American Regent, Inc. Initiates Nationwide Voluntary Recall of Cyanocobalamin Injection, USP, 1000 mcg/mL, 1mL Vial Lot #s 1662, 1679, 1683 Due to Cracks in the Vials
Published: Apr 03, 2012
Cyanocobalamin Injection, USP, 1000 mcg/mL, 1 mL Vial
NDC # 0517-0031-25
Lot # 1662, Exp Date: November, 2013
Lot # 1679, Exp Date: November, 2013
Lot # 1683, Exp Date: November, 2013
PLEASE NOTE: This recall, initiated on April 2, 2012 to the Retail/Hospital Level, is for these lot numbers only. No other lots or sizes of Cyanocobalamin Injection, USP are subject to this voluntary recall.
American Regent is undertaking this voluntary recall of Cyanocobalamin Injection, USP, lots: 1662, 1679, and 1683 because cracks can form in the heel (bottom) and sides of some vials of these lots. These cracks may lead to a lack of assurance of sterility and the potential for development of glass particulates.

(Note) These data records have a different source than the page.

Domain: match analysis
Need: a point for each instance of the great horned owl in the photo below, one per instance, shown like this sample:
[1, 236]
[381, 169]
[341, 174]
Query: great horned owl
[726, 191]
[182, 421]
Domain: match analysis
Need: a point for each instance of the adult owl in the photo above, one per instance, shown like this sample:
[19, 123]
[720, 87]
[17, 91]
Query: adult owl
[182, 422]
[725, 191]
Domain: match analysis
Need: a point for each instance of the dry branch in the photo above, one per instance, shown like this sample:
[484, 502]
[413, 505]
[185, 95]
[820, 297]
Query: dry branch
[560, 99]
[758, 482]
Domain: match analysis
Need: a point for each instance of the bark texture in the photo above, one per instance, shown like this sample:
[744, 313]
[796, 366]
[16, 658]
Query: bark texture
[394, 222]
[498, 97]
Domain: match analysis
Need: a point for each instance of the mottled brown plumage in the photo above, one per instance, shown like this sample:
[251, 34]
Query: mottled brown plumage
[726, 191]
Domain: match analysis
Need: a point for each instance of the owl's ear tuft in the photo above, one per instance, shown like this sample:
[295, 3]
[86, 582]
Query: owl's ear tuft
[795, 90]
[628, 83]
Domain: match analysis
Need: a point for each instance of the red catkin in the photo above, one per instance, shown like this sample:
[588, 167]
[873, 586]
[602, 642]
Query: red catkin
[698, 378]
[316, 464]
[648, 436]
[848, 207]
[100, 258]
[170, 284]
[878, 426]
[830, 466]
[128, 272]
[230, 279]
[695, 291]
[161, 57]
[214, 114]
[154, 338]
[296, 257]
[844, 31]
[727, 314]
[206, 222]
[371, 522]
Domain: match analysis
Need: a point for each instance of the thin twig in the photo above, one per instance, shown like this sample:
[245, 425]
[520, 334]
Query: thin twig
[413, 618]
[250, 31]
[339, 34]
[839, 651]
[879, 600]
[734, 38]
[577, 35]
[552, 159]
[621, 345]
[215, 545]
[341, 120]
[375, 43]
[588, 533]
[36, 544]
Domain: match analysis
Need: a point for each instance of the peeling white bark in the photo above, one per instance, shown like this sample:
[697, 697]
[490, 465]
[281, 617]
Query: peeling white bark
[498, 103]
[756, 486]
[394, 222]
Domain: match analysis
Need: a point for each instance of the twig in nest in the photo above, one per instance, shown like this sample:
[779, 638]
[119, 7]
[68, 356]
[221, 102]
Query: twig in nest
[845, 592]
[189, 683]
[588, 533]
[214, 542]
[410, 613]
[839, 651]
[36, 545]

Although cracks were only observed in lot 1683, American Regent, as a precautionary measure, is also recalling lots 1662 and 1679 because these lots were manufactured with the same lot of glass vials as lot 1683. American Regent has not received any reports of adverse events related to these lots.
The intramuscular or subcutaneous injection of a solution whose sterility may have been compromised may result in a systemic infection, abscess formation, or infection at the injection site.
Muscle and adipose tissue damage may occur by the intramuscular or subcutaneous injection of solutions containing particulates.
Cyanocobalamin Injection, USP is indicated for vitamin B12 deficiencies due to malabsorption which may be associated with the following conditions:
Addisonian (pernicious) anemia
Gastrointestinal pathology, dysfunction, or surgery, including gluten enteropathy or sprue, small bowel bacteria overgrowth, total or partial gastrectomy
Fish tapeworm infestation
Malignancy of pancreas or bowel
Folic acid deficiency
Please see Full Prescribing Information for more details for other indications and uses.
The product was distributed to wholesalers and distributors nationwide.
Hospitals, Retail Pharmacies, Clinics and Physician Offices, and other healthcare facilities and providers should not use American Regent Cyanocobalamin Injection, USP, 1000 mcg/mL, 1 mL vials, with lot #s 1662, 1679, or 1683 for patient care and should immediately quarantine any product for return.
American Regent is notifying its distributors and consumers by e-mail, facsimile, and/or overnight courier and is arranging for return of all recalled product. Consumers/distributors/retailers that have product which is being recalled should stop its use.
American Regent will credit accounts for all returned Cyanocobalamin Injection, USP, 1000 mcg/mL, 1 mL vials with lot #s 1662, 1679, or 1683. Those with questions about the return or recall process, please call our Customer Service Department at 1-800-645-1706:Monday thru Friday from 8:30 AM to 7:00 PM ET.
Hospitals, emergency rooms, clinics, and other healthcare facilities and providers, or patients with product quality complaints, medical or other questions concerning the use of the product or reasons for this recall should contact the Professional Services Department at 1-877-788-3232: Monday thru Friday from 9:00 AM to 5:00 PM ET.
Any adverse reactions experienced with the use of this product should be reported to American Regent via e-mail at firstname.lastname@example.org, by fax to 610-650-0170, or by phone at 1-800-734-9236: Monday thru Friday from 9:00 AM to 5:00 PM ET. TO EXPEDITE HANDLING PLEASE DO NOT REPORT ANYTHING OTHER THAN SPECIFIC ADVERSE EVENTS TO THIS E-MAIL ADDRESS OR FAX OR PHONE.
Adverse reactions or quality problems experienced with the use of this product may be reported to the FDA's MedWatch Adverse Event Reporting program online, by regular mail, or by fax.
- Online: www.fda.gov/medwatch/report.htm
- Regular Mail: use postage-paid, pre-addressed Form FDA 3500 available at: www.fda.gov/MedWatch/getforms.htm. Mail to address on the pre-addressed form.
- Fax: 1-800-FDA-0178
While American Regent continues to investigate this issue, the company is taking precautionary action and initiated this voluntary recall. American Regent has informed the FDA of its actions and is maintaining ongoing discussions with the agency.
As is standard practice, "Parenteral drug products should be inspected visually for particulate matter and discoloration prior to administration, whenever solution and container permit."
Cyanocobalamin Injection, USP is manufactured by Luitpold Pharmaceuticals, Inc. and is distributed by American Regent, Inc. (Shirley, NY).
This voluntary recall is being conducted with the knowledge of the U.S. Food and Drug Administration.
SOURCE Luitpold Pharmaceuticals, Inc.